Understanding GCP (Google Cloud) monitoring

GCP

By Vikrant

April 6, 2019

Recently I started working on GCP (Google cloud). As we started running our workloads in GCP, monitoring becomes crucial for us. We already have on-premises solutions for monitoring. But we thought of exploring the Google stackdriver monitoring solution. When I started reading the documentation I came across various terms which can be confusing for beginner. In this article, I am demistifying those terms. Also, I am providing some helpful tips:

Existing monitoring options:

Google is already doing the monitoring of instances (VMs) running in cloud, I categorized it as a hypervisor level monitoring which is used to monitor CPU, disk and Network stats of VM.
Collectd agent can be installed in VM to do the extended monitoring. If you are already familiar with collectd, by-default it includes various plugins which we can enable for monitoring.

Challenge which we trying to solve:

Monitoring of the application running inside the VMs without statsd.

GCP monitoring terms:

Metric:

A metric is a measurement of some characteristic of your cloud application. For example, Monitoring has metrics for the CPU utilization of your VM instances, the number of tables in your SQL databases, and hundreds more. A metric’s measurement is not a single value, because metric values come from many sources and at many times. For example, the CPU utilization metric has measurements from different VM instances, taken at different times. To tackle this multi source challenge various options are available like metric type, resource type.

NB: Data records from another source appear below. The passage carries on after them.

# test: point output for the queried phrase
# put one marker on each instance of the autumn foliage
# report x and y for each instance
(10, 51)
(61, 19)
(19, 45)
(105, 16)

Following snippet shows an example of CPU utilization metrics from one instance. Main things to note from below output for this article are type in resource and metrics section. We will refer to it as resource_type and metric_type.

metric {
  labels {
    key: "instance_name"
    value: "vikrant-submit"
  }
  type: "compute.googleapis.com/instance/cpu/utilization"
}
resource {
  type: "gce_instance"
  labels {
    key: "instance_id"
    value: "8462409971416774597"
  }
  labels {
    key: "project_id"
    value: "test-qa"
  }
  labels {
    key: "zone"
    value: "us-central1-a"
  }
}
metric_kind: GAUGE
value_type: DOUBLE
points {
  interval {
    start_time {
      seconds: 1554554520
    }
    end_time {
      seconds: 1554554520
    }
  }
  value {
    double_value: 0.206945653874
  }
}
points {
  interval {
    start_time {
      seconds: 1554554460
    }
    end_time {
      seconds: 1554554460
    }
  }
  value {
    double_value: 0.206906764665
  }
}
points {
  interval {
    start_time {
      seconds: 1554554400
    }
    end_time {
      seconds: 1554554400
    }
  }
  value {
    double_value: 0.20730459172
  }
}

Metric Types:

GCP provides number of metric types. Let’s what exactly it’s with an example: Like mentioned above if we need to get the CPU information from all instances we need to have some sort of definition what we want to capture from all instances. Following one showing the kind of value which we are expecing from metrics. This metric type is associated with above metric.

name: "projects/test-qa/metricDescriptors/compute.googleapis.com/instance/cpu/utilization"
labels {
  key: "instance_name"
  description: "The name of the VM instance."
}
metric_kind: GAUGE
value_type: DOUBLE
unit: "1"
description: "The fraction of the allocated CPU that is currently in use on the instance. This value can be greater than 1.0 on some machine types that allow bursting."
display_name: "CPU utilization"
type: "compute.googleapis.com/instance/cpu/utilization"
metadata {
  launch_stage: GA
  sample_period {
    seconds: 60
  }
  ingest_delay {
    seconds: 240
  }
}

Resource Type:

Resource type is used to add the resource information in metric captured from a resource. If you see the metric snippet shown above, it get all the project_id, instance_id and zone information from the RT (resource type) defintion.

type: "gce_instance"
display_name: "GCE VM Instance"
description: "A virtual machine instance hosted in Google Compute Engine (GCE)."
labels {
  key: "project_id"
  description: "The identifier of the GCP project associated with this resource, such as \"my-project\"."
}
labels {
  key: "instance_id"
  description: "The numeric VM instance identifier assigned by Compute Engine."
}
labels {
  key: "zone"
  description: "The Compute Engine zone in which the VM is running."
}
name: "projects/test-qa/monitoredResourceDescriptors/gce_instance"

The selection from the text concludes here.